L'impact réel de la politique fiscale sur le tabac

30 %
En Belgique, le prix du tabac est 30% moins élevé qu'en France.

Depuis 2017 et l’instauration de la trajectoire fiscale qui conduira le prix minimum du paquet de cigarettes à 10 euros en novembre 2020, tous les 6 mois, c’est une tradition : le fumeur débourse un peu plus à chaque passage chez son buraliste.

Sous couvert d’une stratégie de santé publique de lutte contre le tabagisme, qui semblerait marcher chez nos voisins anglais (il vous en coûtera 13£, soit plus de 15€ pour un paquet de 20 cigarettes), ce sont essentiellement les français les moins aisés, où le pourcentage de fumeurs est le plus important, qui en pâtissent directement.

Il suffit de se rendre dans le Nord de la France, à quelques minutes de voiture de Dunkerque, pour s’en rendre compte. De l’autre côté de la frontière, une zone commerciale flambant neuve accueille des supermarchés du tabac. Sur quelques dizaines de mètres, 10 de ces boutiques spécialisées proposent aux clients des cartouches de cigarettes, des « seaux » de tabac à tuber en format géant (jusqu’à 1kg), mais aussi de l’alcool, des chocolats ou des parfums. Le tout, à des prix défiants toute concurrence par rapport à la France.

Sur les parkings, les plaques d’immatriculation ne sont pas belges, mais, à 95%, françaises. Les départements 59 et 62 sont très largement représentés. Les coffres se remplissent.

Pour Jimmy, responsable d’un point de vente « Stop & Shop » : « C’est le 6 du mois qu’il y a le plus de monde. Dès l’ouverture, il y a la queue. Que des français, qui viennent de Dunkerque, de Calais, ou de plus loin. Ils viennent avec des espèces dans des enveloppes, et achètent du tabac pour la famille et les amis. »

Avec des prix 30% moins élevés en Belgique qu’en France, de nombreux frontaliers viennent régulièrement s’approvisionner en tabac de l’autre côté de la frontière. Certains en font même commerce.

« C’est ce qu’on appelle le trafic de fourmis », selon Basile Vezin, porte-parole de Seita. « Des particuliers, souvent retraités, passent de l’autre côté de la frontière pour acheter des cartouches moins chères, qu’ils vont revendre à leur entourage en France en se faisant une petite marge. Ils profitent bien souvent des transports gratuits, comme le TER à Nice, pour faire des allers-retours. Parfois même plusieurs fois par jour. »
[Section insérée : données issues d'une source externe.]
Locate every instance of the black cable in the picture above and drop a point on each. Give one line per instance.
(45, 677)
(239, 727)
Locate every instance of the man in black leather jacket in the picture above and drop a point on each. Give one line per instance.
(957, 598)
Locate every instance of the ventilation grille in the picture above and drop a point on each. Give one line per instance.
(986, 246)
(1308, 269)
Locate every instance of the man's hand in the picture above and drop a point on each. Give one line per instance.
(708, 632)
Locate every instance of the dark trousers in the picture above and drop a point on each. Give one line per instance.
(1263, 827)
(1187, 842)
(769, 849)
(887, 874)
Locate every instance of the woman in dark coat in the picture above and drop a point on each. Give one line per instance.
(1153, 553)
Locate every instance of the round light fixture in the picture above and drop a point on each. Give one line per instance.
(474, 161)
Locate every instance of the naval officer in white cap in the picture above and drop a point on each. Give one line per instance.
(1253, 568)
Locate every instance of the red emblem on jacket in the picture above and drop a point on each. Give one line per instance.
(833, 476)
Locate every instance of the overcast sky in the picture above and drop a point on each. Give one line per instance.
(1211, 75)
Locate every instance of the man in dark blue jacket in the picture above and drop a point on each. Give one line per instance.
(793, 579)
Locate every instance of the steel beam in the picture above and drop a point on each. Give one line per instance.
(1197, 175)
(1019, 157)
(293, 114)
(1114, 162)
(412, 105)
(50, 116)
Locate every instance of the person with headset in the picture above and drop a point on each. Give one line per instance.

En 2019, 32% des français fumaient, quotidiennement ou occasionnellement. Si une baisse de 1.7 million de fumeurs a été annoncée en mai dernier, incluant les vapoteurs, le taux de prévalence tabagique semble stagner. Selon les chiffres de l’étude KPMG (financée par l’industrie du tabac), 30% des cigarettes consommées en France ne proviennent pas du réseau des buralistes. Un chiffre en légère augmentation par rapport à 2018 qui génèrerait un manque à gagner de plus de 5 milliards d’euros de recettes fiscales pour l’Etat français.

Loin de faire reculer franchement le nombre de fumeurs, l’augmentation successive du prix du tabac pénaliserait surtout les classes les moins favorisées et l’Etat.